Well I am not severally mentally impaired. I’m not Rain Man. Nor do I have one limited area in which I am hyper-talented.

Instead, I am mentally impaired in limited ways involving fine motor skills, and very good in that broad category of ability we call “intelligence”.

I’m the kid who got straight As in class but flunked recess and lunch.

And the thing is, my particular learning disability was not considered a big deal. Who cares if the eight year old kid who talks like a kid can catch a ball or write legibly?

He can write well enough to pass all our tests with flying colors and rainbow sprinkles, and that’s all the system really cares about.

But to the system’s credit, they did try to help. There was this very nice Jamaican lady who worked with me to try to get me to write better and to be able to catch a ball and a number of other developmental tasks.

But it didn’t work because I was just plain impossible. I didn’t want to do these exercises, and so I passively resisted. I dragged my heels, I got distracted, I only half-listened to her, and otherwise made a pain of myself, and she could not handle it.

I wore her down. Eventually she broke down in tears of frustration at how impossible it was to teach a kid like me. One who would simply refused to do things he didn’t want to do. One for whom adult authority meant nothing. One who could think rings around most adults and often did so without even trying.
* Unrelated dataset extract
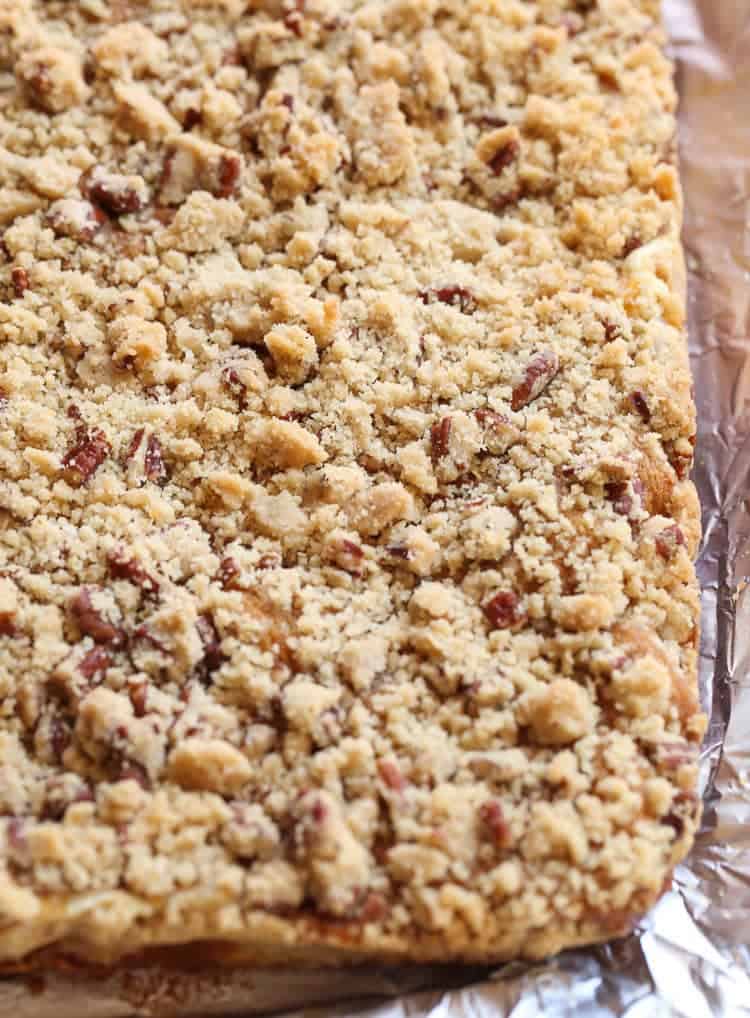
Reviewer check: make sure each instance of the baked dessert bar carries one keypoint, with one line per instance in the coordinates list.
(346, 599)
I feel bad about all that now, even though I was just a kid at the time. It’s especially bad because I really liked her.

But somehow, liking her and doing what she told me to do never connected. I suppose my other learning disorder, namely social retardation, was to blame there.
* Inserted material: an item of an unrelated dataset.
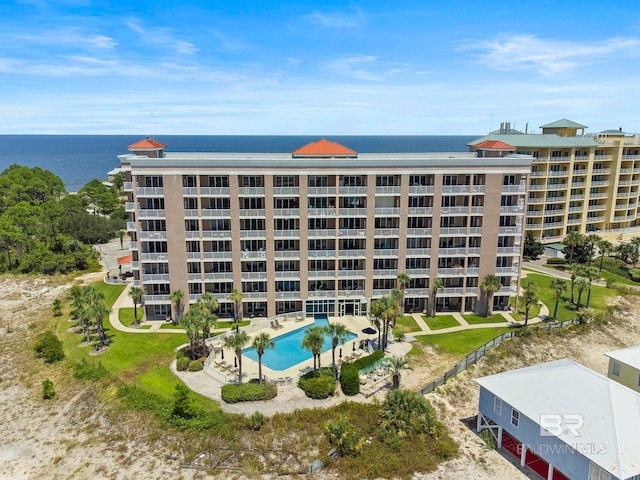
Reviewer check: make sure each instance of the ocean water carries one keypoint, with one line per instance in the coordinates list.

Back then, when I was eight or nine years old, it would never have occurred to me to view the thing as someone trying to help me overcome something major and that I wanted to overcome that something too, so I really should cooperate.

To me at the time, it was just someone trying to get me to do things I found painful and difficult and confusing, so I resisted.

And by that, I meant I was incredibly difficult to deal with. More difficult than any child she had ever dealt with, and I hope, more difficult than any child she dealt with after.

And I don’t even remember her name. God damn it.

Sorry, Nice Jamaican Lady. I really had no idea what I was doing to you. I’m sorry I made you cry. I’m sorry it seemed like whatever progress I made disappeared because I didn’t really want to do it and so I never tried very hard. I am sorry that a nice lady like you had to deal with a brat extrordinaire like me.

If it makes you feel any better, nobody else knew how to handle me either.

So mostly, they just gave up.

I will talk to you nice people again tomorrow.



Footnotes    (↵ returns to text)
  1. To be fair, being around my father’s impatience put everyone on edge. My father did not just suffer from impatience. He was also a carrier.